Southern states are most ambitious and drive solar under their own state solar policies. Telangana, Tamil Nadu, Andhra Pradesh and Karnataka jointly aim for more than 8.8 GW.
Under central allocations (National Solar Mission, Phase II), 3,600 MW are in the pipeline.
2016 will be the market’s transition year: annual solar installations could triple and India could become a top global solar market.
Figure 1: State wise new capacity additions expected, MW, as on September 30, 2015
Expected state wise new capacity additions
Seeing the current pace of development, almost 50% of the cumulative solar capacity expected to be installed by 2017 will be in four southern states including, Telangana, Andhra Pradesh, Tamil Nadu and Karnataka, leaving behind Rajasthan and Gujarat.
Southern states are more aggressive because they still have the highest power deficits (in 2014-15, 6-7 per cent of peak deficit and expected to be 19.8% for 2015-16). The crisis is primarily the result of the ongoing slump in fresh thermal capacity addition, a historic dip in hydro reservoir levels feeding southern stations and decline in gas supply. Therefore these states see solar as a viable and attractive option as solar can be built up very rapidly and is driven mostly by private investment.

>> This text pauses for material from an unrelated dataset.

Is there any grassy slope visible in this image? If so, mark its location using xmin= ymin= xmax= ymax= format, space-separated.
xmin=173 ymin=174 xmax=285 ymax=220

Other key reason is that the southern grid is connected to the eastern and western regions through asynchronous links, severely limiting the power transfer capacity. The transfer capacity between the western and the southern regions stands at 1,520 MW against 4,220 MW between the western and northern regions and 4,390 MW between the western and eastern regions. Because of this solar has increasingly started playing an important role in these regions and is expected to remain so in next 2-3 years also.